In other words, there is no end to any of this. Central banks are going to administer markets for the foreseeable future, with the caveat that FX occupies a somewhat autonomous realm, given there are limits to what central banks can do to influence exchange rates when everyone is engaged in competitive easing simultaneously in a race to zero (and below).

Of course, this is all done in a fashion that scrupulously hews to talking points designed to downplay the notion that anyone is engaged in an overt effort to weaken their currencies. That’s a charade, but it’s important to keep up appearances. Unless you’re Donald Trump. In which case you just open your Twitter app and call for a currency war.

Full ECB statement

10 September 2020

At today’s meeting the Governing Council of the ECB took the following monetary policy decisions:

(1) The interest rate on the main refinancing operations and the interest rates on the marginal lending facility and the deposit facility will remain unchanged at 0.00%, 0.25% and -0.50% respectively. The Governing Council expects the key ECB interest rates to remain at their present or lower levels until it has seen the inflation outlook robustly converge to a level sufficiently close to, but below, 2% within its projection horizon, and such convergence has been consistently reflected in underlying inflation dynamics.
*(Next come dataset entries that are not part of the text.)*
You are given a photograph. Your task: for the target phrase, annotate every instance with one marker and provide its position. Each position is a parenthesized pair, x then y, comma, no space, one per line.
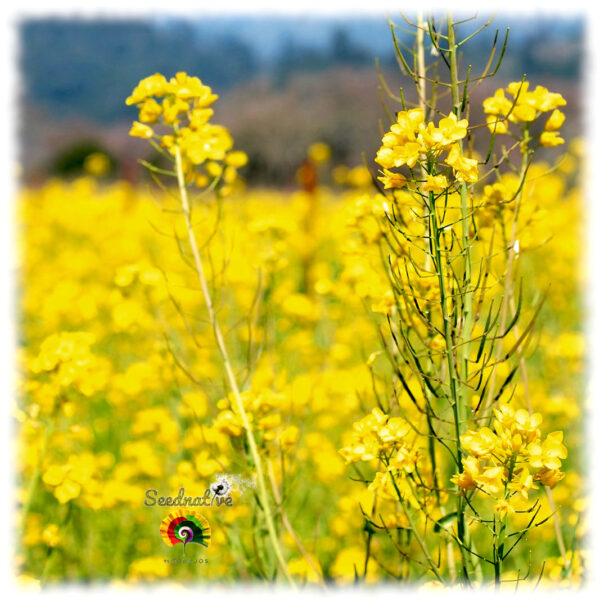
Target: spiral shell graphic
(185,526)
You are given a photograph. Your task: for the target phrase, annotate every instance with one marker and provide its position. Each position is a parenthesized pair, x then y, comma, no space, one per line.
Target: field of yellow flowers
(116,396)
(344,384)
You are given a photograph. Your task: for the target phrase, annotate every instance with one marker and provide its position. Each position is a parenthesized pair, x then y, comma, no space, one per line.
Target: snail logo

(2) The Governing Council will continue its purchases under the pandemic emergency purchase programme (PEPP) with a total envelope of €1,350 billion. These purchases contribute to easing the overall monetary policy stance, thereby helping to offset the downward impact of the pandemic on the projected path of inflation. The purchases will continue to be conducted in a flexible manner over time, across asset classes and among jurisdictions. This allows the Governing Council to effectively stave off risks to the smooth transmission of monetary policy. The Governing Council will conduct net asset purchases under the PEPP until at least the end of June 2021 and, in any case, until it judges that the coronavirus crisis phase is over. The Governing Council will reinvest the principal payments from maturing securities purchased under the PEPP until at least the end of 2022. In any case, the future roll-off of the PEPP portfolio will be managed to avoid interference with the appropriate monetary policy stance.

(3) Net purchases under the asset purchase programme (APP) will continue at a monthly pace of €20 billion, together with the purchases under the additional €120 billion temporary envelope until the end of the year. The Governing Council continues to expect monthly net asset purchases under the APP to run for as long as necessary to reinforce the accommodative impact of its policy rates, and to end shortly before it starts raising the key ECB interest rates. The Governing Council intends to continue reinvesting, in full, the principal payments from maturing securities purchased under the APP for an extended period of time past the date when it starts raising the key ECB interest rates, and in any case for as long as necessary to maintain favourable liquidity conditions and an ample degree of monetary accommodation.

(4) The Governing Council will also continue to provide ample liquidity through its refinancing operations. In particular, the latest operation in the third series of targeted longer-term refinancing operations (TLTRO III) has registered a very high take-up of funds, supporting bank lending to firms and households.

The Governing Council continues to stand ready to adjust all of its instruments, as appropriate, to ensure that inflation moves towards its aim in a sustained manner, in line with its commitment to symmetry.